É rica e bela a tradição espiritual que se desenvolveu na Igreja sobre o Sagrado Coração de Jesus. Por isso, neste mês de junho, convido você, leitor, a debruçar-se sobre um itinerário catequético que tem por objetivo refletir sobre a espiritualidade deste Coração ‘‘tão manso, humilde e sereno’’. Esse itinerário é formado a partir de quatro figuras tomadas do evangelho de João e que, juntas, nos levarão a uma vivência autêntica da espiritualidade do Coração do Mestre.

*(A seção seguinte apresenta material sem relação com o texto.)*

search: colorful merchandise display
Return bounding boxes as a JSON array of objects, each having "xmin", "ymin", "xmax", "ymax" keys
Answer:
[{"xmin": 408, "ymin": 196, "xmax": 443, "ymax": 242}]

Dito isso, vamos começar nosso caminho de reflexão: a primeira figura que faremos remissão é a do discípulo amado (Jo 13,25). De modo muito particular, vamos atentar sobre um gesto desse discípulo que gozava do amor do Senhor. Esse gesto é o de se reclinar sobre o peito de Jesus, momentos antes do anúncio da traição anunciada de Judas (13,25). Em algumas tradições orientais, o discípulo amado é conhecido como ‘‘hóepistétheios’’ (aquele que se reclina sobre o peito de Deus). Esse gesto é o início de nosso itinerário. Primeiramente, é necessário ao discípulo amado (hoje todos nós) debruçar-se sobre o peito de Jesus, sobre seu Coração para ouvi-lo, aproximar-se d´Ele, querer intimidade com Ele. Somente a partir desse simples ato, o desejo de estar com o Mestre, é que Ele nos responde com sua Palavra. O que não acontece com Pedro, que também estava na ceia, mas não tão próximo de Jesus. Certamente, não adentraremos questões secundárias sobre as figuras de João e Pedro, mas o que permanece é o fato de que somente quem se faz próximo de Jesus (quem tem fé) é por Ele respondido. Quem tem fé em seu Coração.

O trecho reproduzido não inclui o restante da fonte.